A few weeks ago, we noticed that the longest sustained high frequency of uncommon words takes place in Chapters 3, 4, and 5 – in Rivendell, captured by goblins, and with Gollum. Surely that’s not the rhetorical peak of the work – what is happening in these chapters? We examined those special word categories we’ve been tracking – archaic words, food words, and sound words – and found a huge peak:

What was Tolkien doing with all those sound words – clearly the purple Sound Word graph drives the red Uncommon Words graph. We do remember that the purple line is on a 1/3 scale: when the purple and red lines match, the number of sound words is about 1/3 of the total number of uncommon words at that point. Although they’re not identical, the coincidence of the peaks at “a small slimy creature” and the similarity of the shapes of those peaks is suggestive.
Earlier I asked “How did Tolkien do that?” Today I ask… “How did he do it and what did he do?” Tolkien’s subtle hand with words operates on multiple levels. As Blackwelder observed:
We may assume that a reader is following the story and the characters and may sometimes fail to notice the unusual words, phrases, or even passages.
We come out into the sunlight at the end of Chapter 5 breathing a huge sigh of relief… when we were safe at home in our comfortable reading chairs the whole time. How did he use the words, phrases, and passages to effect us emotionally – subliminally?
Well then, let’s take advantage of the writing and publication history of The Hobbit and take a close look at Chapter 5, the chapter which we know he changed in order to change the facts and the feeling of the story. Here is the graph of uncommon words of Chapter 5 as it was written in 1937. For this much smaller sample, I used a rolling average on windows of 200 words.

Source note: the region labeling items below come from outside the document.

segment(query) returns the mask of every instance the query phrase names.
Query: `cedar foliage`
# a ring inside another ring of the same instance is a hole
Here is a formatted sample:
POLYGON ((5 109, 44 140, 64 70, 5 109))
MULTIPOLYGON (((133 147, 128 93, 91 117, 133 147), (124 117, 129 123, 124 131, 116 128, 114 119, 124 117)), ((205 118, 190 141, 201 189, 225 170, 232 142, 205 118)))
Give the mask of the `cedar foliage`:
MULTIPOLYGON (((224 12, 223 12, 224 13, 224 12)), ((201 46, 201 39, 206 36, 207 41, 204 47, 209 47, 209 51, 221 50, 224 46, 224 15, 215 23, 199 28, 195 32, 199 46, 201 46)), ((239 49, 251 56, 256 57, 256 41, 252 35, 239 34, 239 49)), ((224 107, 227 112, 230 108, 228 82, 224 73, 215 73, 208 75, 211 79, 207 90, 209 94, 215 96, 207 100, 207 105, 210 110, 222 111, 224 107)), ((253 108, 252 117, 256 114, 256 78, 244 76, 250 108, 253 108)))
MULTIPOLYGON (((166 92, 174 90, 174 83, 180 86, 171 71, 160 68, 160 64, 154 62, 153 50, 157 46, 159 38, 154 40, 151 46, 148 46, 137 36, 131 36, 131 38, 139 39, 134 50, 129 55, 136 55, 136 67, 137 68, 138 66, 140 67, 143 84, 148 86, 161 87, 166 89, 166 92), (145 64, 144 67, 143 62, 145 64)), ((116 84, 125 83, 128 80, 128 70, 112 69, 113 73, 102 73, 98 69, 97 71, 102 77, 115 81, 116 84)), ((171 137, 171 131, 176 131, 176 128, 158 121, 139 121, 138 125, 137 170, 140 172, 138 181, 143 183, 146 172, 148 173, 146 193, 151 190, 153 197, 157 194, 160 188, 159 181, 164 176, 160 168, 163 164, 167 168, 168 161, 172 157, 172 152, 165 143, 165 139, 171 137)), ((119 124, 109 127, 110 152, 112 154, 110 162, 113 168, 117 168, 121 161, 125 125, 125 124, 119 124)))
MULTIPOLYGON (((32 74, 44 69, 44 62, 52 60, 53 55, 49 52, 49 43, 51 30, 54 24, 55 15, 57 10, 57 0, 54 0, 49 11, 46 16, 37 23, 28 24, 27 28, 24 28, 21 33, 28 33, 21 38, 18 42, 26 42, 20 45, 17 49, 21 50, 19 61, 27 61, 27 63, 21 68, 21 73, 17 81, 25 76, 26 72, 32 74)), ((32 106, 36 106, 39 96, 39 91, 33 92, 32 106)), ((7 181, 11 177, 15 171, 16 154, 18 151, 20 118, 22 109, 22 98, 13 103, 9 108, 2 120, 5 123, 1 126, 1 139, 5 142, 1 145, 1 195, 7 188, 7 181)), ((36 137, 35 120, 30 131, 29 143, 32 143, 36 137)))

I’ve placed a few textual landmarks – I love that “scrumptiously crunchable” is one peak and that the highest frequency is right at the end of the riddle game as Gollum is waiting for Bilbo’s last question.
You can see an artificial valley right as Gollum cannot find the ring, another one from about word 4250 to word 4900, and the largest and last one after Bilbo puts on the ring which stretches until he and Gollum part ways. I call these “artificial valleys” because at these points the 1951 Chapter 5 has different paragraphs and I inserted the word “and” in each spot enough times to match those 1951 paragraphs’ word count without making a false image of uncommon words.
We’ve looked at which words are new in the 1951 edition (and which were lost from the 1937); are those words evenly distributed through the chapter? Keep your eyes on those artificial valleys as I show you the 1951 graph overlaid on this 1937.

Look at those valleys! Over all three 1937 valleys are towering 1951 mountains of uncommon words! When he wrote those extra paragraphs, Tolkien pulled out the stops. “Pocketses” and “Curse us and crush us!” In the “curse us and crush us” spot in 1937, Gollum repeats “bless us and splash us”! What effect did Tolkien accomplish and how did he do it? I’m going there in the next blog post.
You can even see the small artificial valleys in the bright red line where I inserted “and” in the 1951 to make up the word count from the extra 1937 paragraphs. Those 1937 paragraphs which were removed were definitely not peak word moments, they toddled along in a manner that looks pretty average for the rest of the chapter. Notice that the graphs remain the same shape but become disjoined during the riddle game? That follows a few spots where 1951 adds just a few words in just a few sentences, pushing that bright red 1951 line slightly rightward.